L’emergenza legata al Covid-19 ha per il momento bloccato il signing con Pallotta

L’emergenza Coronavirus, che ha messo in subbuglio il campionato di Serie A, colpisce anche la trattativa per il passaggio di proprietà della Roma da James Pallotta a Dan Friedkin. La firma, prevista tra lunedì e martedì, è slittata almeno a domani, ma non si escludono tempi supplementari o addirittura uno stop. La due diligence è conclusa, il motivo è rappresentato dall’emergenza Covid-19 in Italia, che ha fatto alzare l’allerta dell’amministrazione americana a livello 4, oltre a sconsigliare voli da e per la pensisola.

Tutto ciò ha bloccato il signing finale tra Pallotta e Friedkin. All’allarme Coronavirus si sono aggiunti anche le difficoltà del titolo AS Roma in borsa, a causa della semestrale in profondo rosso, e la confusione generale sulla regolarità del campionato, dopo il rinvio di Juventus-Inter.

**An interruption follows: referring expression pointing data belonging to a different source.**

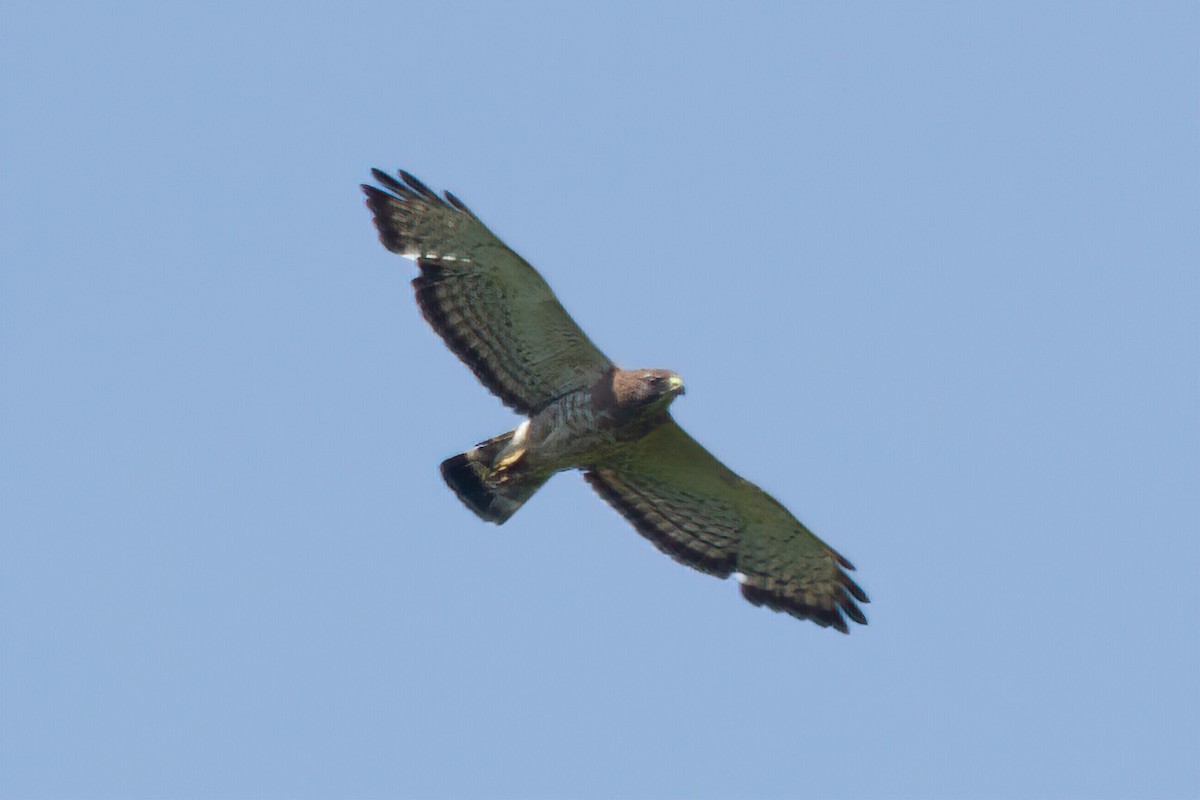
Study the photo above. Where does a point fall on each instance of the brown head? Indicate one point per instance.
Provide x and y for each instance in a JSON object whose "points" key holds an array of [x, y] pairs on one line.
{"points": [[646, 391]]}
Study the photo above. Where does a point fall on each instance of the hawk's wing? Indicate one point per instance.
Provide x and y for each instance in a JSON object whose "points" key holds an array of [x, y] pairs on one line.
{"points": [[490, 306], [696, 510]]}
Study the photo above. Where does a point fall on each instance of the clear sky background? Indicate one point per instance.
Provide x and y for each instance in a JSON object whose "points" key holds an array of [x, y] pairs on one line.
{"points": [[931, 272]]}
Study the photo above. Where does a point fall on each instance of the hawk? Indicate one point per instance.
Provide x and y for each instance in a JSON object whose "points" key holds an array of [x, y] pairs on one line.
{"points": [[582, 411]]}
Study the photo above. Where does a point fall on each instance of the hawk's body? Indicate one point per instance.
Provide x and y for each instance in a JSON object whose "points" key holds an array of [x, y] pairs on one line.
{"points": [[503, 320]]}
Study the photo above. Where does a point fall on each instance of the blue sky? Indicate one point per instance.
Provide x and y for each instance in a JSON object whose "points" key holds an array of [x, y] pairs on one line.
{"points": [[930, 271]]}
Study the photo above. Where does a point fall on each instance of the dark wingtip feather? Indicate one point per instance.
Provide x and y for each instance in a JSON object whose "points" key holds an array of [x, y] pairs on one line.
{"points": [[823, 617], [419, 187], [456, 203], [855, 589]]}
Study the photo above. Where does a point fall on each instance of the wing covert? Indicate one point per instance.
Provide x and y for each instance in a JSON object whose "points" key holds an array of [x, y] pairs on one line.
{"points": [[489, 305], [696, 510]]}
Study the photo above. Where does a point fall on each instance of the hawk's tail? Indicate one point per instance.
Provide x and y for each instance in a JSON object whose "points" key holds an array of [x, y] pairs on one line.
{"points": [[491, 491]]}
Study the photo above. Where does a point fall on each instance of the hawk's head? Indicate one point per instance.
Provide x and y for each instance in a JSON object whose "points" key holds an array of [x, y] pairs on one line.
{"points": [[647, 389]]}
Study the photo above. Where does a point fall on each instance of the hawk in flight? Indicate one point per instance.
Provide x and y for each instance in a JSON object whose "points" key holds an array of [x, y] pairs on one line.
{"points": [[498, 314]]}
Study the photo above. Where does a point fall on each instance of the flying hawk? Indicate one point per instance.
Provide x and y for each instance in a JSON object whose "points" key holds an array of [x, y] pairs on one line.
{"points": [[498, 314]]}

Questo episodio, che ha fatto registrare anche un durissimo scontro tra Steven Zhang, presidente dell’Inter e Paolo Dal Pino, presidente della Lega Calcio, con tanto di intervento da paciere del presidente del Coni, Giovanni Malagò, hanno consigliato alla società di Friedkin di mettere in stand by la firma finale del passaggio di controllo della squadra giallorossa.

La tempesta mediatica sull’Italia, dunque, ha consigliato a Friedkin di soprassedere per un momento, anche per pensare, magari, a un ulteriore sconto sui circa 700 milioni di euro per l’acquisto della Roma. L’happy end è incerto. Lo scrive Milano Finanza.